‘Hermeneutics and Social Identity' by Georgia Warnke
in (2014) 45(4)
New Literary History 575-594 comments
During at least the last four decades, the relationship between hermeneutics and politics has received a significant amount of attention. Charles Taylor, Michael Walzer, and others look to the understanding of meanings that hermeneutics explores and, specifically, to the understanding of the meanings that social goods, cultural activities, and past histories have for those who share them. The questions they ask concern how we are to understand our political traditions, their contents, and ourselves, and what consequences follow these understandings. Thus Taylor examines the large structures of thought that orient secularism in the West. Among other projects, Walzer looks to the different meanings different goods hold for different communities and argues that the answer to the question of how to distribute those goods must follow from those meanings.
Yet while theorists such as Walzer and Taylor have explored the relation between hermeneutics and political theory, few have explored that between hermeneutics and social identity. I want to try to contribute to this exploration here. The relation seems intuitively clear: social identities such as race and gender are interpretations or ways of understanding who we and others are. Hence, identities should be subject to the conditions of understanding that hermeneutics studies. At the same time, the argument I will make may seem counterintuitive. In examining the conditions of understanding, many hermeneutic theorists emphasize the openness those conditions establish or, in other words, the extent to which no interpretation of meaning can ever be definitive. However, I shall place equal emphasis on the ways in which interpretations, including our interpretations of one another, can fail. Specifically, I want to argue that understandings of who we are are not always legible in the terms race, gender, or other social identities provide.

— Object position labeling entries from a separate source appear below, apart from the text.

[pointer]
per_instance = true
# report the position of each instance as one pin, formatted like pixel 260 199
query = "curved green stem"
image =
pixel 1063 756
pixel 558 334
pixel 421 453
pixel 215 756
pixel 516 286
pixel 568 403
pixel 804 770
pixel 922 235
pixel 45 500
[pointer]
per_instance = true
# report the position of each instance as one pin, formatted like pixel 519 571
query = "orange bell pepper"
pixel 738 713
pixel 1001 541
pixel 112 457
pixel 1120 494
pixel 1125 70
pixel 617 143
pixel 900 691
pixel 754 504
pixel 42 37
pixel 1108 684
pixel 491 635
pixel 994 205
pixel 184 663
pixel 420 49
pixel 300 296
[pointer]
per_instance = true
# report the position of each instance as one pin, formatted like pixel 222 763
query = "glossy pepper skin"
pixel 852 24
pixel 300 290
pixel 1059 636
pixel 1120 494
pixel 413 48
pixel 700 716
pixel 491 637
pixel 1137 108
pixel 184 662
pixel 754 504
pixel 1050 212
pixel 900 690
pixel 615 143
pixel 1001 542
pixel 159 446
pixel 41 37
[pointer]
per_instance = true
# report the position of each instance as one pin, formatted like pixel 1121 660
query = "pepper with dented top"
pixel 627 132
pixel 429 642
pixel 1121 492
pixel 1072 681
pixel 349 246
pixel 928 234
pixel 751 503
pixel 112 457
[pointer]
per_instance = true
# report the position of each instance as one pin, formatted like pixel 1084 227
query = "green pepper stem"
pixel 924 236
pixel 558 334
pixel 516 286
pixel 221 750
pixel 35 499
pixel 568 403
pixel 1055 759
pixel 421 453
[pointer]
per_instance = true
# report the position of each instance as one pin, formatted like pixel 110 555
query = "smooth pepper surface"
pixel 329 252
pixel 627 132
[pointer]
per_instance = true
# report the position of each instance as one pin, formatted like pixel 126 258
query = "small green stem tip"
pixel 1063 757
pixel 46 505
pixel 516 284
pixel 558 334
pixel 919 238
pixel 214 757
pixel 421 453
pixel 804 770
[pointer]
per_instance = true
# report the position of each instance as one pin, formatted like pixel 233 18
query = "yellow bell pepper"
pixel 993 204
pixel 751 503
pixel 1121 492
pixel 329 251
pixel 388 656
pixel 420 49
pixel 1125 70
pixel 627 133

Because hermeneutics has its original home in the understanding of texts, I begin by looking at the way we understand the identities of characters in novels. I then ask how the results of this study can help us think about social identities and particularly about the discrimination and marginalization certain individuals and groups suffer on the basis of their social identities. Finally, I turn to an account of social identity that is currently prominent in feminist theory: namely, intersectional theory. Intersectional theory stresses the extent to which social identities such as race and gender interlock—we are never simply women but always white women or women of color, for example—and how these intersections subject certain individuals and groups to additional forms of discrimination and marginalization. Nevertheless, I shall claim that the hermeneutic conditions that apply to social identities suggest the need to disentangle our various identities, and that doing so is important to efforts to combat the discrimination and marginalization with which intersectional theorists are concerned.